Em evento da União Geral dos Trabalhadores (UGT) nesta quarta-feira, o candidato à Presidência pelo PSDB, José Serra, criticou a Central Única dos Trabalhadores, central sindical tradicionalmente ligada ao PT. “A CUT era uma entidade sindical antipelega até o PT chegar ao governo. Aí virou uma entidade superpelega quando o PT chegou ao governo. Eram aprendizes de pelegos com relação ao que se tem hoje”, disse o tucano. Pelego é a gíria usada para designar sindicalistas que têm compromisso com a empresa, e não com trabalhadores.

AE
Serra e Alckmin durante evento na União Geral dos Trabalhadores, em São Paulo
Ainda referindo-se à CUT, Serra disse que “eles sacrificaram interesses dos trabalhadores em nome de um partido político”. Serra compareceu ao evento acompanhado dos candidatos ao governo de São Paulo pela legenda, Geraldo Alckmin, a vice-governador, Guilherme Afif (DEM), e pelo presidente do PPS, Roberto Freire.

"Profissionais da mentira"

A participação de Serra no evento da UGT foi confirmada apenas ontem e serviu para que o candidato rebatesse as críticas feitas pelas centrais sindicais, no domingo, quando estas soltaram um manifesto acusando o tucano de mentir ao dizer que foi o responsável pela criação do Fundo de Amparo ao Trabalhador (FAT) e do seguro-desemprego.

Em resposta às críticas, Serra chamou os autores dessas afirmações de “profissionais da mentira”. “Nesta campanha, se criou mais uma profissão, os profissionais da mentira, para a gente ficar desmentindo a mentira.”

O tucano voltou a defender que foi de sua autoria o projeto que veio a resultar no FAT. “No meu projeto já continha o FAT.” Ele disse ainda que foi autor da emenda que criou fontes de financiamento para o seguro-desemprego.

Emprego

Durante sua explanação no evento, Serra afirmou que o Brasil precisa diminuir as taxas de desemprego. “Nós temos que gerar no Brasil 20 milhões de empregos até 2020, com taxas de desemprego mais decentes que as atuais e com bons empregos”.

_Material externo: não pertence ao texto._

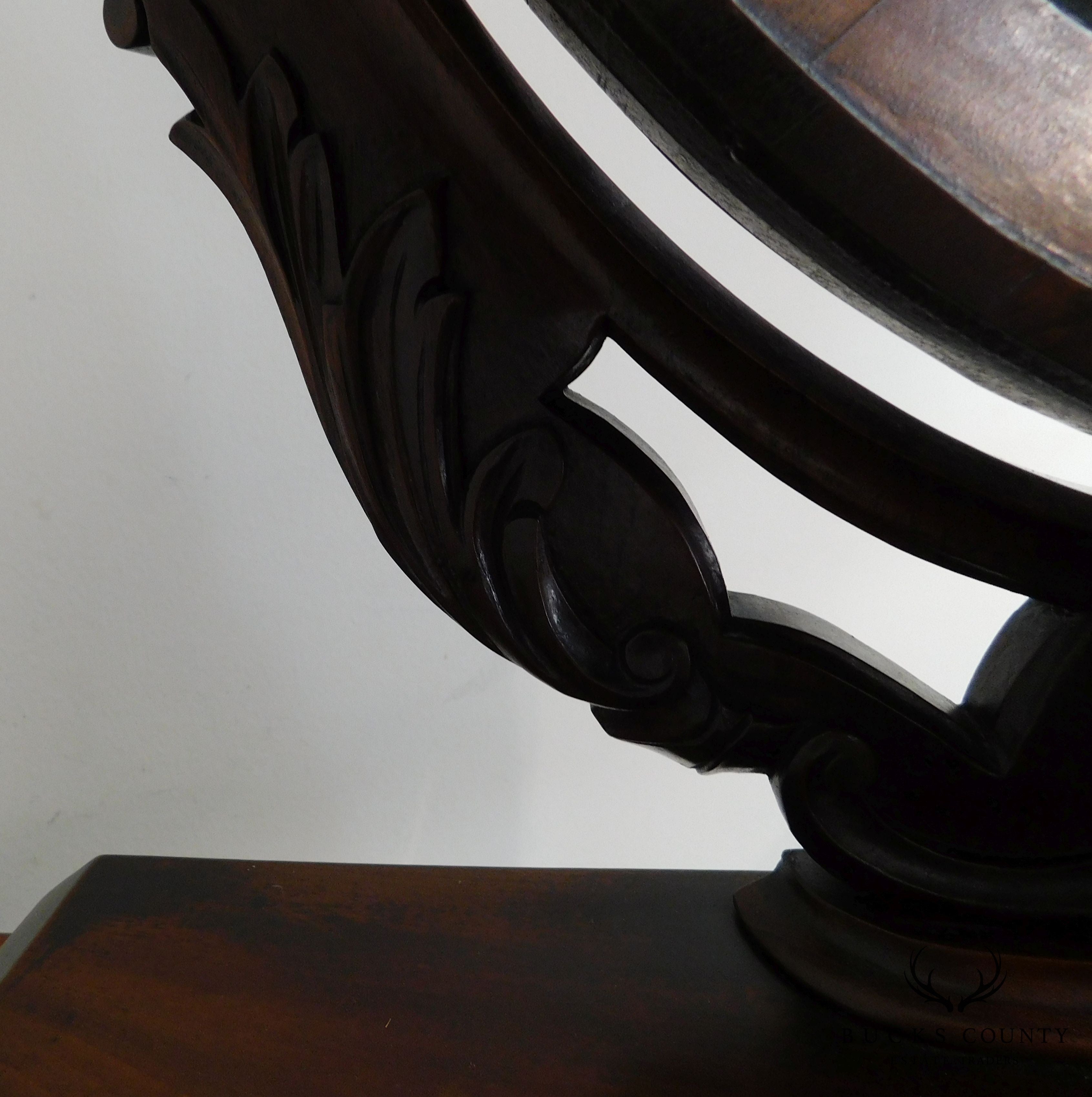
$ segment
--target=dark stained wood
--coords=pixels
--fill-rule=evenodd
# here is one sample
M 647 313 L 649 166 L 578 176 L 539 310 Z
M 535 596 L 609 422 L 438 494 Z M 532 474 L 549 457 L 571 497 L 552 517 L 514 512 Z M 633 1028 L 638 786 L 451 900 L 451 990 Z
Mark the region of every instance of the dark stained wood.
M 886 1028 L 925 1038 L 947 1022 L 992 1054 L 1092 1059 L 1087 925 L 957 928 L 855 893 L 798 849 L 741 887 L 736 908 L 805 986 Z
M 755 877 L 103 858 L 0 982 L 0 1092 L 1088 1092 L 967 1053 L 971 1013 L 913 1041 L 797 989 L 733 921 Z
M 1039 0 L 998 2 L 1019 14 Z M 732 3 L 682 19 L 674 0 L 539 3 L 604 79 L 625 81 L 622 98 L 661 112 L 669 151 L 689 150 L 806 267 L 844 275 L 846 292 L 952 353 L 977 348 L 964 366 L 1002 387 L 1092 407 L 1072 172 L 1049 191 L 1032 149 L 1026 178 L 982 174 L 1003 149 L 982 144 L 1001 139 L 996 120 L 979 145 L 967 137 L 978 108 L 924 124 L 921 95 L 896 94 L 912 67 L 874 71 L 890 45 L 868 29 L 892 8 L 771 3 L 771 26 L 797 20 L 778 37 Z M 348 479 L 441 609 L 589 701 L 611 735 L 703 771 L 769 774 L 815 861 L 877 901 L 928 905 L 953 932 L 1031 924 L 1047 952 L 1063 945 L 1059 919 L 1087 928 L 1092 497 L 930 430 L 764 324 L 612 186 L 462 0 L 110 0 L 106 16 L 137 45 L 146 27 L 193 102 L 172 139 L 249 231 Z M 969 19 L 937 22 L 953 65 Z M 898 26 L 918 41 L 918 24 Z M 860 57 L 842 49 L 851 39 Z M 1023 39 L 990 41 L 1003 57 Z M 1062 56 L 1028 41 L 1039 69 Z M 917 135 L 918 152 L 801 67 L 835 57 L 841 72 L 867 61 L 874 99 L 903 104 L 902 143 Z M 976 87 L 1000 87 L 987 75 Z M 1055 82 L 1072 91 L 1070 77 Z M 864 87 L 854 79 L 842 92 Z M 1051 87 L 1031 97 L 1047 128 Z M 1077 163 L 1087 124 L 1062 114 L 1056 166 Z M 934 178 L 941 159 L 922 167 L 921 149 L 953 134 L 968 147 L 944 163 L 981 201 L 987 184 L 998 202 L 1044 191 L 1025 236 Z M 1015 165 L 1020 144 L 1005 148 Z M 1058 279 L 1069 289 L 1036 304 Z M 1059 301 L 1076 302 L 1073 324 L 1051 312 Z M 730 590 L 667 471 L 567 387 L 607 337 L 821 505 L 1040 599 L 1004 626 L 962 704 L 824 622 Z M 1058 993 L 1084 993 L 1081 971 Z
M 1092 425 L 1092 35 L 1050 0 L 532 0 L 657 144 L 931 353 Z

Segundo ele, essa “tarefa” será definida nos próximos anos. “Esta eleição é fundamental para firmar o caminho do desenvolvimento”.

Após sua fala para o público do evento, Serra conversou com jornalistas e evitou fazer uma previsão de geração de emprego para o seu governo, caso seja eleito. “Eu não vou apresentar aqui uma estimativa. Não seria responsável”. Ele voltou a dizer que o Brasil está desindustrializando e que não existe uma defesa comercial nacional.

No evento, José Serra também afirmou que o uso da máquina pelo governo na campanha petista mostra que “Dilma não consegue andar com suas próprias pernas”. Ele voltou a dizer que a candidatura de Dilma Rousseff é “produto de marqueteiros”.

Marina

Além de Serra, a candidata do PV à Presidência, Marina Silva, também participou do evento da UGT. Dilma não compareceu e enviou o deputado federal Aldo Rebelo (PC do B-SP) para representá-la.

Em sua fala, Marina propôs a realização de uma constituinte exclusiva para as grandes reformas, como a política tributária e trabalhista. “Estou chegando à conclusão de que não é fácil fazer esta reforma. Estão pedindo mais quatro anos para fazer o que não foi feito em oito”, disse a candidata, referindo-se aos mandatos de FHC e de Lula.

A realização de uma constituinte exclusiva, no entanto, depende de questões jurídicas que estão sendo verificadas pela equipe da campanha do PV, segundo Marina. Ela também criticou o que chamou de “guerra de dossiês” e rebateu afirmações de adversários sobre a falta de alianças em sua candidatura. “Se em cima do palanque tem 500 quilos de política velha, eu não quero”.